Préambule
Avant
de voir le monde, vous l’avez entendu depuis votre demeure prénatale
aquatique. Vous ne pouviez pas encore le voir, enfermé dans l’espace
clôt de l’utérus, mais vous en perceviez déjà les vibrations
acoustiques. Parler d’anthropologie implique d’accorder la priorité à
l’orale plutôt qu’à l’écrit, c’est-à-dire aux symboles auditifs avant
leurs figurations graphiques, visuelles. C’est tout le sens révélé par
cette annonce : « au commencement était le verbe ». Dans ce commencement-là [le verbe] est synonyme de [la parole]. Ici, l’entendu vient de ce qui est « dit », et non pas « écrit ».
Croire que la civilisation par excellence est celle de l’écrit relève
de la plus insoutenable arrogance. Cela ramène la vie à l’existence
d’une civilisation unique. Une civilisation dans laquelle tout ce qui ne
rentre pas dans sa page d’écriture est, pour elle, inexistant.
Serait-ce là une transposition de la métaphore du « péché originel » ?
Délimitation
Pour
poser un cadre temporel à l’étude anthropologique de la vie d’un être
humain, nous en fixons l’origine à l’instant de sa naissance.
Historiquement, cette origine coïncide avec celle définie par les
premiers « explorateurs des âmes », il y a plus de cinq mille ans : les astrologues de Mésopotamie, entre le Tigre et l’Euphrate (lien).

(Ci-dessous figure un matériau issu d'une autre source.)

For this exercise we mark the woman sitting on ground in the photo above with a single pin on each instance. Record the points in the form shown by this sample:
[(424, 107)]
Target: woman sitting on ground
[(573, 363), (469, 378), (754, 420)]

Ce qui pointe, entre parenthèses, la parité entre l’anthropologie
d’une vie personnelle et celle de l’humanité. Vous comprendrez plus
loin l’importance de cette parenthèse, lorsqu’il sera question des «
pressions environnementales » et de leurs origines. Certes, nous
n’ignorons pas que le patrimoine génétique s’organise depuis l’instant
de la rencontre entre le spermatozoïde et l’ovule. Mais laissons au
biologiste le soin d’apporter des réponses sur la genèse du corps, en
espérant qu’il reconnaisse au psychanalyste sa légitimité pour parler de
la genèse de l’âme… !
Origines
C’est
donc en sortant du ventre de votre mère que vous avez fait votre
entrée dans votre vie. Dès lors, vous avez reçu la pression de votre
environnement. Cette pression, vous l’avez reçu, assimilée, puis mimée
spontanément selon un rythme unique qui est le vôtre, en interaction
constante avec votre héritage génétique. En réalité, il serait plus
juste de parler de la pression de « vos » environnements. Déjà, la
présence de deux parents issus de deux familles distinctes implique la
réunion de deux cultures familiales. Dans le meilleur des cas,
l’assemblage des deux fusionne harmonieusement, ou bien l’une absorbe et
engloutit l’autre, sans conflits manifestes. Mais le plus souvent,
plus ou moins douloureusement, des conflits placent en rivalité – non
seulement le père et la mère, mais aussi – l’une et l’autre famille et
belle-famille. Votre première lecture du monde vous a donc conduit à
identifier au plus tôt ces environnements différents, parfois
contradictoires ou opposés, pour en assimiler les pressions, les
recevoir, et les mimer. De ces mimes initiaux naitront votre
personnalité, vos qualités, vos défauts, à l’origine de votre manière
particulière de vous intégrer dans le monde des humains.
Croissance
C’est
ainsi que, petit à petit, vous avez eu accès au langage. Sans doute
avez-vous très vite remarqué et intégré que le même mot – le même
signifiant – pouvait prendre un sens différent dans la bouche de papa et
celle de maman. Un même signifiant, et des signifiés différents. Sans
être spécialiste en linguistique, vous pouvez entrevoir la façon dont
votre propre langage s’est structuré, au fil du temps et de vos
expériences auditives. Plus tard, vous avez découvert aussi que la
différence des sonorités vocales cachait beaucoup d’autres différences…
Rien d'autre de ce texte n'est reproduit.